Upon graduation, Olivares was admitted to the University of Lima School of Law, where he obtained a Bachelor of Law degree in 2009.

==Career==
Leading up to the 2010 Lima municipal election, Olivares was one of the founders of the Decentralist Social Force Party, which led Susana Villarán to be elected Mayor of Lima. During Villarán's administration, Olivares served as the Municipality's Communications Advisor.

In 2012, Olivares founded Copiloto SAC, an advertising agency, which he led until August 2016. He remained the owner until 2020. Additionally, he served as a communications consultant for the Ministry of Labour and Promotion of Employment in 2013.
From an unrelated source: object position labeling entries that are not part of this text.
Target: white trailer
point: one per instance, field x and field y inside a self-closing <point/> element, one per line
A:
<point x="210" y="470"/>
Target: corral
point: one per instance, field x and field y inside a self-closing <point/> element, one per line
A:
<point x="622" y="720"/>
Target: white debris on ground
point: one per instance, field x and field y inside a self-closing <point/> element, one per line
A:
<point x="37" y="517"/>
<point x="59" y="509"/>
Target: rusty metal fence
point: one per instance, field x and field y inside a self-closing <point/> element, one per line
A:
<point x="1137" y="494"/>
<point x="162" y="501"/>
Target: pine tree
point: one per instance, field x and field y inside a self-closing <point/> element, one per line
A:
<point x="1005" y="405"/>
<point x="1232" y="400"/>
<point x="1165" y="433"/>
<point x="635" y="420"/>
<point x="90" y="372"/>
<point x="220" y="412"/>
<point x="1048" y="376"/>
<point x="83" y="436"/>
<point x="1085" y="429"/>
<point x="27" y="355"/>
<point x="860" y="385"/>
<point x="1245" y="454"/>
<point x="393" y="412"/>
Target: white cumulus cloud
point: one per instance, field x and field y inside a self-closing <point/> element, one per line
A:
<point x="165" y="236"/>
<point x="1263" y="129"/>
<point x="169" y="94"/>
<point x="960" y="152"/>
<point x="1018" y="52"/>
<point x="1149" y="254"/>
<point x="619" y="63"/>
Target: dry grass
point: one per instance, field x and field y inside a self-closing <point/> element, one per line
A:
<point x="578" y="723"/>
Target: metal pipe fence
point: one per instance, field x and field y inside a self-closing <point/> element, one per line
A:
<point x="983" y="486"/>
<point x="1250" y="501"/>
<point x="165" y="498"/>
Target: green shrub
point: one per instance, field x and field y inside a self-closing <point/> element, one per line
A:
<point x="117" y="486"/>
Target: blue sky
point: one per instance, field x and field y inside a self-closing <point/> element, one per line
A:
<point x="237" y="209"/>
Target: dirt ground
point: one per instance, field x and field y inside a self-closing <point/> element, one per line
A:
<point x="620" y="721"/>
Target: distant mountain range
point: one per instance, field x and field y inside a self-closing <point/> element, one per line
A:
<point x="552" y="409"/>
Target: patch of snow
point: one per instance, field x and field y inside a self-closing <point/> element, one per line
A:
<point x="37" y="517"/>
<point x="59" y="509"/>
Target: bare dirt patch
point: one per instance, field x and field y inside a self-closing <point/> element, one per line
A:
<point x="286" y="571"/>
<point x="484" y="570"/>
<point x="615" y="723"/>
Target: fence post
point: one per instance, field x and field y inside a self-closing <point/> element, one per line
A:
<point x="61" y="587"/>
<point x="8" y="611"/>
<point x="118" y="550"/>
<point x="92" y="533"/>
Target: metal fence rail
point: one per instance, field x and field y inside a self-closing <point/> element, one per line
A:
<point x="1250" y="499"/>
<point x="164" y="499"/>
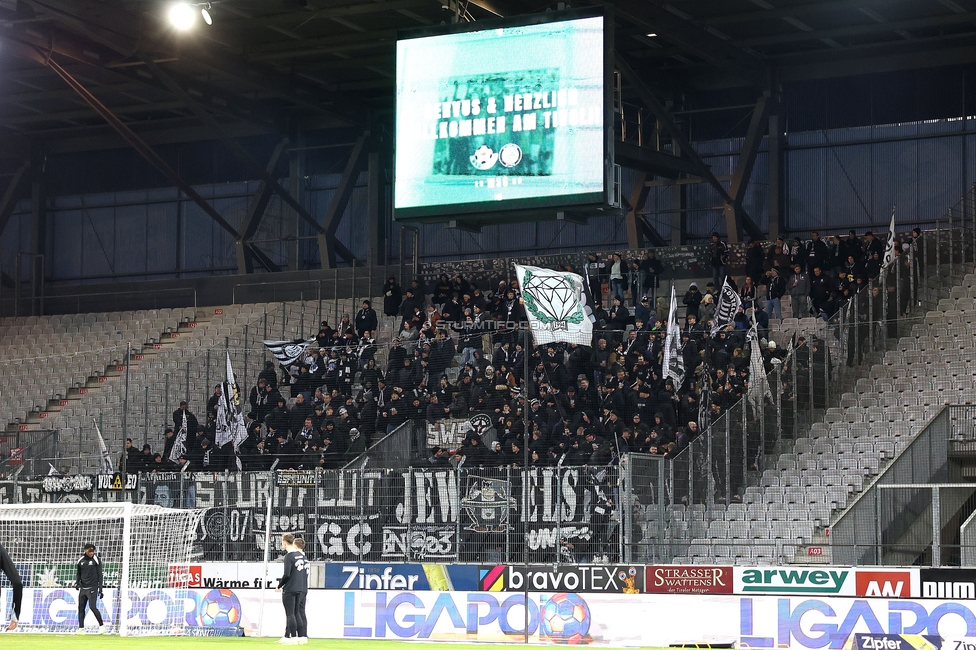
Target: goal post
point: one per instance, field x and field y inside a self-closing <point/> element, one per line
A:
<point x="136" y="545"/>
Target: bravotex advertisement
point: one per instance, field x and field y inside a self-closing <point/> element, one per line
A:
<point x="501" y="117"/>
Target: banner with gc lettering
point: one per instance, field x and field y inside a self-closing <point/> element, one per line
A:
<point x="479" y="515"/>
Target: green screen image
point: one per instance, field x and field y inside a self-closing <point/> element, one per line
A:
<point x="532" y="154"/>
<point x="500" y="117"/>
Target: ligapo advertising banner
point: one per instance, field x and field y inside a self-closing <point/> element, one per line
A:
<point x="556" y="617"/>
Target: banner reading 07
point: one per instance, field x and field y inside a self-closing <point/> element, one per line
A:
<point x="498" y="119"/>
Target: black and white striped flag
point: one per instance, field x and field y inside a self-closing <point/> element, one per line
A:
<point x="889" y="256"/>
<point x="289" y="353"/>
<point x="179" y="442"/>
<point x="726" y="307"/>
<point x="673" y="364"/>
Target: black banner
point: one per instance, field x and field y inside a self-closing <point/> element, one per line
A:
<point x="378" y="515"/>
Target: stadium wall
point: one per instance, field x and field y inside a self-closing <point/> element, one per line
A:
<point x="835" y="179"/>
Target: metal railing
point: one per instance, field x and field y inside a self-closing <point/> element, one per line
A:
<point x="904" y="517"/>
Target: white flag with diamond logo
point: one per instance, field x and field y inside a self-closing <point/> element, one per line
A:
<point x="554" y="305"/>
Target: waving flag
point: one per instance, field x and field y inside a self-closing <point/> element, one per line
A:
<point x="758" y="384"/>
<point x="890" y="247"/>
<point x="673" y="365"/>
<point x="289" y="353"/>
<point x="230" y="417"/>
<point x="726" y="307"/>
<point x="554" y="305"/>
<point x="179" y="443"/>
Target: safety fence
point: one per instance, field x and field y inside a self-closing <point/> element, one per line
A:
<point x="917" y="510"/>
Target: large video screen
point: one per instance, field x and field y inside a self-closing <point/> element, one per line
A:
<point x="501" y="119"/>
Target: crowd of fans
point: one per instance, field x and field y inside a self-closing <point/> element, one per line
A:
<point x="586" y="404"/>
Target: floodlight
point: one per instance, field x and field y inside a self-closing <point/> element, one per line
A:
<point x="182" y="16"/>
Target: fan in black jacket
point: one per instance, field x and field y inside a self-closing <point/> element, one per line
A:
<point x="13" y="577"/>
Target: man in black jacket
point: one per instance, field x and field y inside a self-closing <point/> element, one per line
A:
<point x="775" y="290"/>
<point x="88" y="582"/>
<point x="719" y="258"/>
<point x="365" y="319"/>
<point x="293" y="586"/>
<point x="8" y="569"/>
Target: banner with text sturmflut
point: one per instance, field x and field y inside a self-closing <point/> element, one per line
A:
<point x="422" y="514"/>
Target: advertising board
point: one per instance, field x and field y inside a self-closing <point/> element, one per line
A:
<point x="624" y="579"/>
<point x="674" y="579"/>
<point x="401" y="577"/>
<point x="599" y="619"/>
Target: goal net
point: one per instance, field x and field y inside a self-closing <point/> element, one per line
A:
<point x="136" y="545"/>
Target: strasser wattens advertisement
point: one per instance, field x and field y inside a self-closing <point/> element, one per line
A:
<point x="499" y="119"/>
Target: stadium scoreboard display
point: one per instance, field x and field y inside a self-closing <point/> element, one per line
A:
<point x="504" y="118"/>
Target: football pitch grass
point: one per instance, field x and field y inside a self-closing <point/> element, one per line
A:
<point x="90" y="641"/>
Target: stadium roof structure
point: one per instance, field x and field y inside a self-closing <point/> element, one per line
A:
<point x="88" y="75"/>
<point x="265" y="67"/>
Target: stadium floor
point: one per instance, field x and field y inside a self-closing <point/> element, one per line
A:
<point x="86" y="642"/>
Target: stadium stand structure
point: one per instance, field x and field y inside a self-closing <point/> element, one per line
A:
<point x="808" y="486"/>
<point x="785" y="504"/>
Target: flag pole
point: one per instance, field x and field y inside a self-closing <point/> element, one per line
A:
<point x="526" y="436"/>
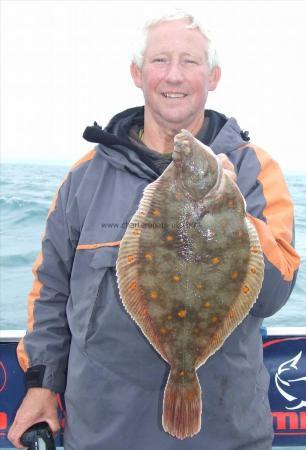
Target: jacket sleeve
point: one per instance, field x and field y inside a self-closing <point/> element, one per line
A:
<point x="44" y="350"/>
<point x="270" y="209"/>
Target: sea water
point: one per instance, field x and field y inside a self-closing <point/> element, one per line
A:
<point x="26" y="192"/>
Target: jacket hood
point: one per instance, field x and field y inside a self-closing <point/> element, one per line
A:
<point x="115" y="145"/>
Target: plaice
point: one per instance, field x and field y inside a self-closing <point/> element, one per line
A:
<point x="190" y="267"/>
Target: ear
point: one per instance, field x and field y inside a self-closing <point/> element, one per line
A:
<point x="214" y="78"/>
<point x="136" y="75"/>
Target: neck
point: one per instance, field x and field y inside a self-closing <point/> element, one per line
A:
<point x="160" y="137"/>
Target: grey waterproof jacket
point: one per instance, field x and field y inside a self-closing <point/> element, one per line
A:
<point x="80" y="339"/>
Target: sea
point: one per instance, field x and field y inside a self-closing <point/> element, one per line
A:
<point x="26" y="192"/>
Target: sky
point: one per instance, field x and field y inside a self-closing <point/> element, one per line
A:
<point x="65" y="64"/>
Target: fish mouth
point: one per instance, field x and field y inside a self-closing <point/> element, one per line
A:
<point x="174" y="95"/>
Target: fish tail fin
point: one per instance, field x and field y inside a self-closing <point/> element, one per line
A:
<point x="182" y="406"/>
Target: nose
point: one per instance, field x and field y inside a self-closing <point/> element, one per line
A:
<point x="175" y="72"/>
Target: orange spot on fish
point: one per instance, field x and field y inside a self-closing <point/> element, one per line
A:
<point x="133" y="285"/>
<point x="156" y="213"/>
<point x="182" y="313"/>
<point x="215" y="261"/>
<point x="214" y="337"/>
<point x="149" y="256"/>
<point x="176" y="278"/>
<point x="153" y="295"/>
<point x="231" y="314"/>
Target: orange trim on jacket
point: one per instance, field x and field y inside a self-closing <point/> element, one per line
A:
<point x="37" y="285"/>
<point x="276" y="236"/>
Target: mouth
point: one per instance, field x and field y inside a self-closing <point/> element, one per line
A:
<point x="174" y="94"/>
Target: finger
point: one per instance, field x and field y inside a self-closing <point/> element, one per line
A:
<point x="53" y="424"/>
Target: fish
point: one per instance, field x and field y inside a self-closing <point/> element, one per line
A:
<point x="189" y="269"/>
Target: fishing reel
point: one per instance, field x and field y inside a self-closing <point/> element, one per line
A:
<point x="38" y="437"/>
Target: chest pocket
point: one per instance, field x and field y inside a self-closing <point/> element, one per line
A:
<point x="106" y="291"/>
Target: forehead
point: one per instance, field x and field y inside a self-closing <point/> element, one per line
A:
<point x="170" y="36"/>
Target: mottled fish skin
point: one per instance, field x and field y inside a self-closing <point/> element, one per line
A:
<point x="196" y="266"/>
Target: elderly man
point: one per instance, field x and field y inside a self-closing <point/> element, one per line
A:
<point x="80" y="339"/>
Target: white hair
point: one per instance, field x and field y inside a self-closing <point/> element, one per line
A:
<point x="173" y="15"/>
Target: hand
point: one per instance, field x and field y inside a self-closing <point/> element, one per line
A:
<point x="39" y="405"/>
<point x="228" y="167"/>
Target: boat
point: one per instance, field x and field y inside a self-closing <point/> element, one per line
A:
<point x="284" y="350"/>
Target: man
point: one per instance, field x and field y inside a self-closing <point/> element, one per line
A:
<point x="115" y="379"/>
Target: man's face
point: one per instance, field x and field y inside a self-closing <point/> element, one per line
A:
<point x="175" y="77"/>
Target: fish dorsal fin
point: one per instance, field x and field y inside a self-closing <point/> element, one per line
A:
<point x="129" y="266"/>
<point x="247" y="296"/>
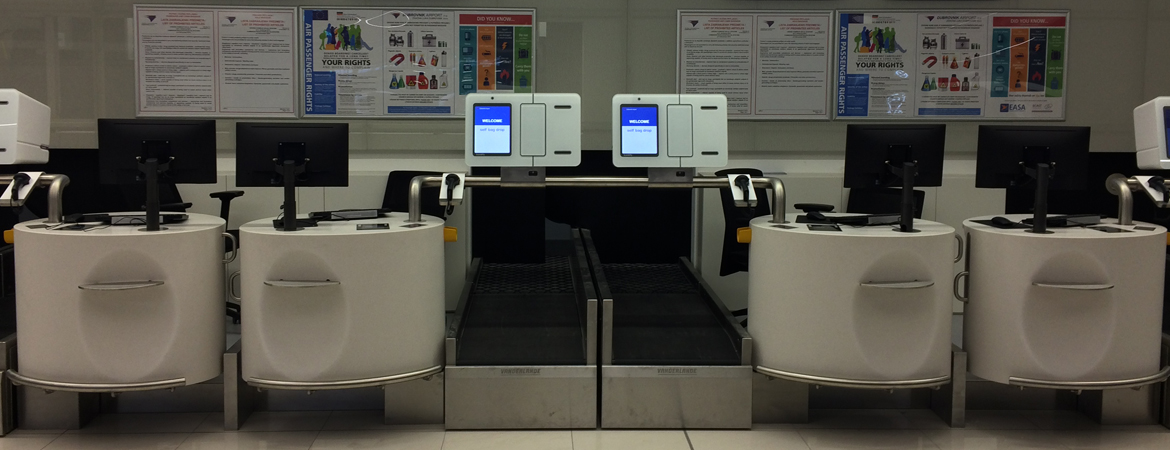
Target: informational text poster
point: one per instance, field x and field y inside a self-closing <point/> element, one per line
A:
<point x="951" y="64"/>
<point x="215" y="61"/>
<point x="769" y="64"/>
<point x="412" y="62"/>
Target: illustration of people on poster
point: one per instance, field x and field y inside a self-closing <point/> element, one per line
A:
<point x="343" y="67"/>
<point x="875" y="64"/>
<point x="370" y="62"/>
<point x="951" y="64"/>
<point x="1027" y="67"/>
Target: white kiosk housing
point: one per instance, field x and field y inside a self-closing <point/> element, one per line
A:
<point x="669" y="130"/>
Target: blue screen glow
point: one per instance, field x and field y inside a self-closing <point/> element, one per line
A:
<point x="493" y="130"/>
<point x="639" y="131"/>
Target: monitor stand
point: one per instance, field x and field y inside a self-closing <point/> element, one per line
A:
<point x="906" y="172"/>
<point x="289" y="168"/>
<point x="152" y="168"/>
<point x="1041" y="174"/>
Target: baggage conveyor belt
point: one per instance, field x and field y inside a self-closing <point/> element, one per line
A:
<point x="661" y="317"/>
<point x="522" y="348"/>
<point x="523" y="315"/>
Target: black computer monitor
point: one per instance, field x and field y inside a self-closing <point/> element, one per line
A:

Upon leaving his advertisement agency, Olivares was hired by the Pedro Pablo Kuczynski administration as a communications advisor to Prime Minister of Peru, Fernando Zavala, and subsequently as Secretary of Social Communication from August to December 2017. In October 2017, he was appointed as a Board Member of Editora Perú (El Peruano) in representation of the Ministry of Economy and Finance, a position he held until his resignation in December 2017.

===Political career===
At the 2020 snap parliamentary election, Olivares was elected to the Congress of the Republic of Peru in the Lima constituency, as an invited candidate of the Purple Party.

On 19 November 2020, he became a spokesman for the Purple Party following the inauguration of his predecessor, Francisco Sagasti, as President of Peru.